Y     How much thicker and more careless would our thinking have remained had Kathleen Bullington not been among us asking challenging questions we hadn’t considered, and drawing new connections? 

Go on down the list – Jane Albaugh, and her journalist mind and heart for justice; Charlene Newberg and her diligent embodiment of shalom; Iola Washburn and her ever busy, ever generous hands; Elma McClelland, Helen Pritchard, Margaret Berkey and Ed Langwith.  Think how much smaller we would be in spirit and imagination and experience and grace had they not stretched and infused our discipleship with the breath of their life? 

As it is, we stand in this present moment drawn inexorably and insatiably toward a holy future that has taken on color and shape and character precisely because they and so many others have stood in our past, imperfectly but determinedly pointing the way.  It isn’t hard to be grateful.

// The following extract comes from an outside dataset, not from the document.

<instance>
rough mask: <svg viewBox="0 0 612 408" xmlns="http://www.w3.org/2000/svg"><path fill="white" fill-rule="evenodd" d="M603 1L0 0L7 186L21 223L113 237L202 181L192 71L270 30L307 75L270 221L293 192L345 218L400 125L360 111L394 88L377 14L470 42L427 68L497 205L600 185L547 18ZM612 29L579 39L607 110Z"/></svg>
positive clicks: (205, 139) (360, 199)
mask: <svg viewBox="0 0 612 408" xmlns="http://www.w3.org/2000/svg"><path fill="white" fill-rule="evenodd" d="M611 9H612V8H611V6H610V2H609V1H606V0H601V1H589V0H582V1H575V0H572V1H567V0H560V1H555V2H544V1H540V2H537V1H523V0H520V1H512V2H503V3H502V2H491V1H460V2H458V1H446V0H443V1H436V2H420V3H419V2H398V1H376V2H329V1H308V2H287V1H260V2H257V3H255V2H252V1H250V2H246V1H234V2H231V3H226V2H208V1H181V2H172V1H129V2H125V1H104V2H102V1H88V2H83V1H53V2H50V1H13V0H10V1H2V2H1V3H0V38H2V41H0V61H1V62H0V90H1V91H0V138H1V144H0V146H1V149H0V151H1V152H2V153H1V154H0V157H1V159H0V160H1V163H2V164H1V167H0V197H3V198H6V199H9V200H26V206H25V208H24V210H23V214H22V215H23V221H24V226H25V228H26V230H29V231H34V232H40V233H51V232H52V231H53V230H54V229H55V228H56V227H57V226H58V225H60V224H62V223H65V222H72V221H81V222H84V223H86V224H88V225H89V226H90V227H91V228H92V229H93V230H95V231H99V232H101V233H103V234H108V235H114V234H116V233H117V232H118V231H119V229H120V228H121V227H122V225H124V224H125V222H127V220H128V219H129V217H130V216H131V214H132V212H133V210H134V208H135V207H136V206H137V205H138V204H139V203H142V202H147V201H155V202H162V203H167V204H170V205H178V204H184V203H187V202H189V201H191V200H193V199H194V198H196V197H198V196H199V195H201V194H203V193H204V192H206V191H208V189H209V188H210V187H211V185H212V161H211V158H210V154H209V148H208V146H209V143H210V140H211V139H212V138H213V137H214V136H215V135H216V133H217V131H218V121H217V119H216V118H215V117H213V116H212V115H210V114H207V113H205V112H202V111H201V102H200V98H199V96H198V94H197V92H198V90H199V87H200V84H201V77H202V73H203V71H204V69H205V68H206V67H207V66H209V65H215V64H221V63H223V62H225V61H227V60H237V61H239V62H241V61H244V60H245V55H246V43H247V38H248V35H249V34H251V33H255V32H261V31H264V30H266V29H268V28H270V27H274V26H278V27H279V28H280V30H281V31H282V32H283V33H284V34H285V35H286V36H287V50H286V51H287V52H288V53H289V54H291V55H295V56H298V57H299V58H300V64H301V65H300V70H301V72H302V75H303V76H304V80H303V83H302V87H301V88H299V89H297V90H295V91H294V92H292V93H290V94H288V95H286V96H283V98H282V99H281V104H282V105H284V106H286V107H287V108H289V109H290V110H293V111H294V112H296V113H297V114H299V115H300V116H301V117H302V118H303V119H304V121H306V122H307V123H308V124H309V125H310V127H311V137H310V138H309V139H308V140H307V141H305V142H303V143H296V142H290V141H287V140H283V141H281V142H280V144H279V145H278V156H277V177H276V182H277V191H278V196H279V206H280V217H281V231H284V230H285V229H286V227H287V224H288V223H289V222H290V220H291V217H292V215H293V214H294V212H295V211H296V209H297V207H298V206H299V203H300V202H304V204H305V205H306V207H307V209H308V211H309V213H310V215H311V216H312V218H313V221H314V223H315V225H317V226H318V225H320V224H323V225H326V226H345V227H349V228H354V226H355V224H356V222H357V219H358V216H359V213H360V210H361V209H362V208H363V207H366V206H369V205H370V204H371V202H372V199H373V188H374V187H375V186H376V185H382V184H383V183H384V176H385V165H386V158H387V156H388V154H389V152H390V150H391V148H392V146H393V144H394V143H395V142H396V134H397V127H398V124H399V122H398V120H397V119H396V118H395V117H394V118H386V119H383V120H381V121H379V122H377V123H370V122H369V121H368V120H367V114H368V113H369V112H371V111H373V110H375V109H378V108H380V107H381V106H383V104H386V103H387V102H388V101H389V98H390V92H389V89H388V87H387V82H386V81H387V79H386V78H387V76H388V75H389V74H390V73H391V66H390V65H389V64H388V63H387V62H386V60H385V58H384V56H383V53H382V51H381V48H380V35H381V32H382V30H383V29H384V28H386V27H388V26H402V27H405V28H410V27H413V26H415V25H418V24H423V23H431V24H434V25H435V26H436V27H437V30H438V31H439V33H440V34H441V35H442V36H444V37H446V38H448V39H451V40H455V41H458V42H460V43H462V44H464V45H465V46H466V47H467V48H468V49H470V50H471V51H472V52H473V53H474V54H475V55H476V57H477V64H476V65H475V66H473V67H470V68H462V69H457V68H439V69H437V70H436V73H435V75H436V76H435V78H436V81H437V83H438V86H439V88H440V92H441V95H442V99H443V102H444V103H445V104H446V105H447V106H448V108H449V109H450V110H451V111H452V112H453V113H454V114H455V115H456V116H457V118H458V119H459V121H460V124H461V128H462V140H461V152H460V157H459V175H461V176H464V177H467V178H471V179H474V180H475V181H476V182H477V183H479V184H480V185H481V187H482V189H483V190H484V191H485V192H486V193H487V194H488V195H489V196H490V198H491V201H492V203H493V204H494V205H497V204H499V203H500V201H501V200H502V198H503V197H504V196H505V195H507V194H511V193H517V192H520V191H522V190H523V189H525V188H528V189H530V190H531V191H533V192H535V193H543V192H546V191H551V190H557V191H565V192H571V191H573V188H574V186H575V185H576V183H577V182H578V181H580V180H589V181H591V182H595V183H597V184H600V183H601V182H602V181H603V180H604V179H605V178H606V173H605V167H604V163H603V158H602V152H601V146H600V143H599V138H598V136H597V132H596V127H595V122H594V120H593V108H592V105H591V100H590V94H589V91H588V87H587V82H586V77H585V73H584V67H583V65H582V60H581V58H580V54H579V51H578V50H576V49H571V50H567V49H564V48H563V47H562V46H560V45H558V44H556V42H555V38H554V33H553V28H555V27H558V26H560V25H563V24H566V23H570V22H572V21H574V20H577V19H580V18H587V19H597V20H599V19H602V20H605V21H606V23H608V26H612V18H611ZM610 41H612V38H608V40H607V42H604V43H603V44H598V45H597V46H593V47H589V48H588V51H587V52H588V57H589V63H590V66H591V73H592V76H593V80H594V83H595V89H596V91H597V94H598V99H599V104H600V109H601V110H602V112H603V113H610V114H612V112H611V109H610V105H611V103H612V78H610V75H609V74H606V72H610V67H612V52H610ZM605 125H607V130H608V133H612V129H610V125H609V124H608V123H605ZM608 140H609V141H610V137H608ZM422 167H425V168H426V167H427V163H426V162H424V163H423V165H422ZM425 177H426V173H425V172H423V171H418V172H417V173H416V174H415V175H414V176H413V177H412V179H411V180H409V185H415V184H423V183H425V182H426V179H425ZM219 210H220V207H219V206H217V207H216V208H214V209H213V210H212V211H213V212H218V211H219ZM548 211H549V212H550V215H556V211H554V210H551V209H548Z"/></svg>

What their legacy is helping us comprehend is that it isn’t what is swirling around us that determines our character and direction – the obstacles and turns in the road; the slippery patches and dead ends – but rather what is welling inside of us – grounding us and informing us; animating us and reminding us who and whose we are.  And so it is that we stop what we are doing and give thanks – offering our own “saintly prayers” as it were; gratitude that is both obligation and sheer pleasure; prayers that ultimately turn to the lives of those little ones we named earlier, and countless other ones like them, who are looking to and learning from and depending on us, saying to them as did Paul:

… we pray for you all the time—pray that our God will make you fit for what he's called you to be, pray that he'll fill your good ideas and acts of faith with his own energy so that it all amounts to something. If your life honors the name of Jesus, he will honor you. Grace is behind and through all of this, our God giving himself freely, the Master, Jesus Christ, giving himself freely.

Prayers – of gratitude, and also intercession.  Prayers for those who have blessed our lives with theirs, and prayers for those we hope our lives will bless.  And prayers of awe for the grace that is behind and through it all.  Thanks be to God.  Amen.